Referencia: De Paz Sánchez, M & Haidar, L (2019). Río de Oro, Santa Cruz de Tenerife: Idea
Extracto de la introducción:
He aquí la imagen que ofrecía de los nativos de la costa africana el teniente de Infantería de Marina Joaquín España en julio de 1894:
“Son pedigüeños, exigentes, vengativos, desconfiados y astutos; muy habituados al merodeo, la rapiña y el crimen. El ladrón más fino y que más crueldades cometa, goza gran fama entre ellos. […], el hombre y la mujer solo se unen aquí por el instinto ciego y destemplado de las pasiones, cuyas consecuencias solo ellas soportan, cuando ajadas por el trabajo y cargadas de hijos pequeños, se ven abandonadas de sus maridos, que sin ningún escrúpulo toman nueva esposa, a quien espera la misma suerte que a la cónyuge anterior”.
El autor de tan pormenorizada descripción física y psicológica de los saharauis de finales del siglo XIX acaba aconsejando a quienes visiten dichos territorios seguir el ilustrativo dicho: Del moro no te fíes ni veinticuatro horas después de muerto. Suponemos que, en modo alguno, dicho proceder era algo exclusivo de los autores españoles de la época sino que, más bien, fue la mecánica discursiva seguida por todo el entorno colonialista. Era evidente que la justificación del acto colonial, la ocupación del territorio del otro, debía pasar por su demonización y, sobre todo, por su deshumanización; lo cual se lograría mediante la creación de un Sonderweg, un camino particular, propio de esta nueva impronta que debía etiquetar a los vecinos de la otra orilla, y que no es otra que el exotismo, su exotización, es decir, fabricarlos de nuevo hasta que no se reconozcan ni ellos mismos.

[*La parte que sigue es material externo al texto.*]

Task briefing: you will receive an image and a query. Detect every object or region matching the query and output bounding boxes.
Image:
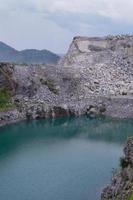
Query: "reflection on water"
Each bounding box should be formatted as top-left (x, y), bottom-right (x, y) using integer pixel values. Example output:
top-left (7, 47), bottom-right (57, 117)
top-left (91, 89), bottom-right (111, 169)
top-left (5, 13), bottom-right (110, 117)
top-left (0, 116), bottom-right (133, 158)
top-left (0, 116), bottom-right (133, 200)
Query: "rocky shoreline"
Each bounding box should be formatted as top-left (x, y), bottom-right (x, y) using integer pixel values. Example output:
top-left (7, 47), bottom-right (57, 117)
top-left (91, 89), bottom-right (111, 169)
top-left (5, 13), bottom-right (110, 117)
top-left (1, 35), bottom-right (133, 126)
top-left (101, 137), bottom-right (133, 200)
top-left (1, 95), bottom-right (133, 127)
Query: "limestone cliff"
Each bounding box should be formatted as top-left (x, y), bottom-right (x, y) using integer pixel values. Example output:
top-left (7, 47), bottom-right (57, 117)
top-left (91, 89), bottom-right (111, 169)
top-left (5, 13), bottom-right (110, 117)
top-left (60, 35), bottom-right (133, 96)
top-left (1, 35), bottom-right (133, 125)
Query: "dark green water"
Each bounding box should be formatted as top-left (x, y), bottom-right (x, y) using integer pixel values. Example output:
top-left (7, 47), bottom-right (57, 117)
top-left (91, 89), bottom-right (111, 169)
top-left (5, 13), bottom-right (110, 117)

Con esta nueva imagen, y aunque no lo parezca, serán los bienvenidos pues, como decía Kundera de un personaje de Rabelais, “Y he aquí lo curioso: ese cobarde, ese perezoso, ese embustero, ese presuntuoso, no sólo no provoca indignación alguna sino que es, en ese momento de su fanfarronería, cuando más le queremos”. Esta misma imagen, que no es más que una conversión del otro en una especie de despreciable bufón con el objeto de permitirle ser aceptado de alguna manera, la podemos ver incluso en textos muy posteriores y aun cuando apenas el autor parece querer ofender, pues no hace más que “describir hechos”. Es el caso de la exquisita descripción ofrecida por González Álvarez de los caprichos y aficiones a los que era muy dado Jatri Yumani, representante saharaui en las Cortes Españolas de aquellos últimos años de la presencia de España en el Sáhara Occidental:
“Sus exigencias personales siempre han sido mínimas: comer y poder casarse una o dos veces al año (tiene cincuenta y cuatro años y cincuenta y seis mujeres). El dinero que recibía de España le permitía satisfacer ambas aspiraciones, ya que comprar una mujer no le costaba más de treinta mil pesetas, porque en el Sáhara14 aún se siguen comprando las mujeres, y en este terreno le gustan jóvenes, adolescentes, casi negras de tez y entraditas en carnes. No habla español, aplaude siempre y da carta de naturaleza a una peculiar sonrisa”.
Con la última frase resonando todavía y sus ecos repitiéndose en las cuatro esquinas de la memoria, se hace inevitable no acordarse del canon prescrito por Binyavanga Wainaina a la hora de aventurarse en la escritura sobre África, ya que no debemos olvidar que el Sáhara está en África. De esta manera, una de las recomendaciones que nos hace el escritor keniano es que al elegir nuestros personajes africanos deberíamos pensar en incluir a “políticos corruptos, guías de viaje ineptos y polígamos y prostitutas con las que usted ha dormido. El Sirviente Leal siempre se porta como un niño de 7 años y necesita mano firme”. Es obvio que cuando inferiorizamos a los otros, éstos acaban siendo inferiores; cuando los deshumanizamos acaban siendo tratados como “no humanos”, es decir, sin miramientos ni escrúpulos de ninguna índole: insultados y despreciados, ninguneados y humillados, y también golpeados, torturados y asesinados sin que atisbe el menor de los remordimientos, ni se alce la más débil voz por tan horribles acciones. La única voz que debe, y puede, oírse es la que apuntala y refuerza el discurso hegemónico que tiene como meta final apoderarse de las posesiones del otro, sus riquezas y sus territorios.